Visitors trek through a corn maze at Richardson Farm in Spring Grove, Illinois. Every year about 65,000 people visit the maze, which the owners say is the most detailed and complicated pedestrian puzzle in the world.
By CBSNews.com senior producer David Morgan
For the past 13 years the Richardson family has created mazes on their 28-acre corn farm. The family comes up with a theme, and it's passed along to a maze expert from Idaho, Shawn Stolworthy, who comes to town with a tractor, a GPS, and a vision.
A tractor cuts through rows of sterile corn, which is softer than normal corn -- a good thing, because the Richardsons say some patrons like to throw ears at each other.
Referring to the pattern on a computer as a guide, a tractor driver cuts the corn maze in the spring, when the corn stalks are short and stubby.
By the fall the un-felled corn stalks have risen as high as an elephant's eye -- making navigation of the maze difficult for anyone under NBA height.
An aerial view of the Richardsons' 2013 corn maze.
Every season has a theme, and this year it's The Beatles ... John, Paul, George and Ringo embedded in the field 50 years after their American debut.
Visitors are provided with a map (left).

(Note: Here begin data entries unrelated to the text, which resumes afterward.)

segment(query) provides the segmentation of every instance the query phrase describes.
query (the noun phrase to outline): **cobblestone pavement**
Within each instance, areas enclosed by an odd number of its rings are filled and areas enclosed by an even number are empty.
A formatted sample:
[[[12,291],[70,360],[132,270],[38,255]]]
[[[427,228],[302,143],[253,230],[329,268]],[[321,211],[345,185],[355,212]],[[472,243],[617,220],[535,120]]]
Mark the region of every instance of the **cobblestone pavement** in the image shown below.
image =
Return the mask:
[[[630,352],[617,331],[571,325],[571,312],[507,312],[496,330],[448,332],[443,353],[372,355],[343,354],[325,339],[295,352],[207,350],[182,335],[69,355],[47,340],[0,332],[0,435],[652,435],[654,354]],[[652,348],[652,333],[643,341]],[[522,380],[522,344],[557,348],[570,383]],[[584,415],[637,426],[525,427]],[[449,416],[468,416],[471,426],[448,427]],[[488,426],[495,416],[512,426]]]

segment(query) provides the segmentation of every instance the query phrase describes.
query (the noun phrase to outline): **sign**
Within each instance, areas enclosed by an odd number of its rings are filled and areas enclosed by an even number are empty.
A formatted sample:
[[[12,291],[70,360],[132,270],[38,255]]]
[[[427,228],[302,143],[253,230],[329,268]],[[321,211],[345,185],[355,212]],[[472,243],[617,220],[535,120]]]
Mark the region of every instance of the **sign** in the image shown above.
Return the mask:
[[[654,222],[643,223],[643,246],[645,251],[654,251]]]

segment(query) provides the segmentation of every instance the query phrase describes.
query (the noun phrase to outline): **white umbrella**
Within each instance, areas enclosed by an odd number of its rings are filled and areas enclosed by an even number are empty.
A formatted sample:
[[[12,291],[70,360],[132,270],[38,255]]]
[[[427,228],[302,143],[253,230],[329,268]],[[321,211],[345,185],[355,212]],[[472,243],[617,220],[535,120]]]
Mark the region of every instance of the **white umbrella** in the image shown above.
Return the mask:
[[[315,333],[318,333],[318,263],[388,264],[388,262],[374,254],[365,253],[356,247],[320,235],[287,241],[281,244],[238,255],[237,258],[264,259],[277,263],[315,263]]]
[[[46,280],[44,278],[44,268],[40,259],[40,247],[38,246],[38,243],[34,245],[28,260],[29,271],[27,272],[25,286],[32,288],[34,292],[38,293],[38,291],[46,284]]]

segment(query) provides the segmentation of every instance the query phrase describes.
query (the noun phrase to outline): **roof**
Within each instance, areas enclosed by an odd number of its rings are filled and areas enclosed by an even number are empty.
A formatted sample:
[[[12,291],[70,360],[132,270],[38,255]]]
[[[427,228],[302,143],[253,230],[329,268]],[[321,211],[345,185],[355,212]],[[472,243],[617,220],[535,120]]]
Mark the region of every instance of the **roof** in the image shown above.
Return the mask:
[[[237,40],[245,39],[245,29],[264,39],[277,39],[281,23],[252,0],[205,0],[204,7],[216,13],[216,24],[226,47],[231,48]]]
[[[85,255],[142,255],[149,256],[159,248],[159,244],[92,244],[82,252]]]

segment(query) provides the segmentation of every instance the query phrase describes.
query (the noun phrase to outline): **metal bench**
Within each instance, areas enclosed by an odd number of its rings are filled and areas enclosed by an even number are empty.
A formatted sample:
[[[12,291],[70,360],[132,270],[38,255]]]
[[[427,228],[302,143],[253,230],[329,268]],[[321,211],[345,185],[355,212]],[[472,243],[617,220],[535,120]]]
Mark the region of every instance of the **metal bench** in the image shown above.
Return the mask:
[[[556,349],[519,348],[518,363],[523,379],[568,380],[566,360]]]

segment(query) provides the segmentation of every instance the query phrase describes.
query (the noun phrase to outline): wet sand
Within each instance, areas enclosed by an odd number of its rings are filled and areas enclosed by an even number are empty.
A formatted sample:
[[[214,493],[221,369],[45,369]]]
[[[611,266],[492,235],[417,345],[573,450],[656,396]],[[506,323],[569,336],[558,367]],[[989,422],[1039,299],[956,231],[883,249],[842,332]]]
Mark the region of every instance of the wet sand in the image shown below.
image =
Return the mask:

We're told by informed sources that navigating Paul's ear can be especially tricky.
One dad points the way while navigating the Richardson Farm corn maze.
Left: Aerial views of past corn mazes at the Richardson Farm. In 2005 and 2007 the maze honored Da Bears of nearby Chicago.
Visitors reach a checkpoint within the Richardson Farm corn maze.
An aerial view of the Richardson Farm's 2001 corn maze.
In 2003, one hundred years after the Wright Brothers took flight, thr Richardson Farm's corn maze celebrated aviation history.
A five-acre maze from 2007, when the University of Illinois decided to retire its Chief logo. "We received permission to use the logo in a maze as a tribute to the long-standing tradition of the Chief," said George Richardson, who (along with four siblings) is a U of I graduate.
A 2008 Election Year corn maze at Richardson Farm.
This corn maze in 2004 honored explorers Lewis & Clark.
In 2012 the Girls Scouts were paid tribute.
The maze has been here for 13 years, and in all that time the Richardson family says they've never really lost anyone permanently inside here -- at least not yet.